ミカドの肖像/猪瀬直樹著(小学館文庫)
西武グループのコクドが旧皇室の土地を次々と買い取りプリンスホテルを建てていく物語から、皇室を読み解いていく。中心だか周辺だか分からない距離感で、日本人の潜在的に持っている皇室観が浮き上がっていく。そういえば確かになんでプリンスホテルという名称なのか考えたことも無かったが、皇太子にちなんでいたとは知らなかった。
また、外国にはミカドという家庭で楽しむゲームがあることも、歌劇MIKDOというのが世界的に大ヒットしていたというのも、どういうわけか日本人の多くは知らなかったことではないか。
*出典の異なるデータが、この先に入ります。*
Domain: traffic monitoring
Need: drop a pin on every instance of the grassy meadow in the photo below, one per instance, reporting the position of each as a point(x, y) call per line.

また、アメリカにもミカドという町があるなんて。
明治天皇の御真影はイタリア人が書いた絵だったなんてことも知らなかった。そういう中で日本の心風景は、いつの間にか京都から、富士山をはじめとする絵柄に変化してしまうのだ。銭湯では会社や医院の広告を載せていたものに、サービスで絵を描くようになるのだが、絵葉書の風景をヒントに描かれるようになったのだという。それが富士などの風景画だったのだ。
また、万歳三唱が欧米をまねて作られた風習だったことも知らなかった。確かに時代劇では万歳はやらないようだ。
文庫とはいえ900ページ近い分厚い本で、ずっしり重たい。行間も狭く、ぎっしり文字が詰まっている感じで、おそらく読むのに20時間くらいはかかってしまった。よくもまあ、調べにしらべ、さらに世界一周するような取材を重ねて、このような本を作ったものである。面白いのでそれでいいが、ほとんど執念ではないか。
しかしながら、このように周辺を照らしながら語りを構築しないことには、天皇というのは、やはりよく分からないのである。今のようなイメージや象徴というものは、天皇の歴史から考えると極めて近代的で最近のものであるということは分かるのだが、そうではあるが、もっと近い今の目から見ると、もうすでにかすんで見えなくなってしまったものがいかに多いものか。そうではあるが、何度も再編されながら天皇観は様々な権力に利用され、そうしてその不自由さもありながら、日本の近代と切っても切れない関係となっていったのであろう。
というわけで、簡単には読めない本だが、これはもう必読書だろう。ふーっと息を吹いて、読後の感慨に浸ってみるのはいかがだろうか。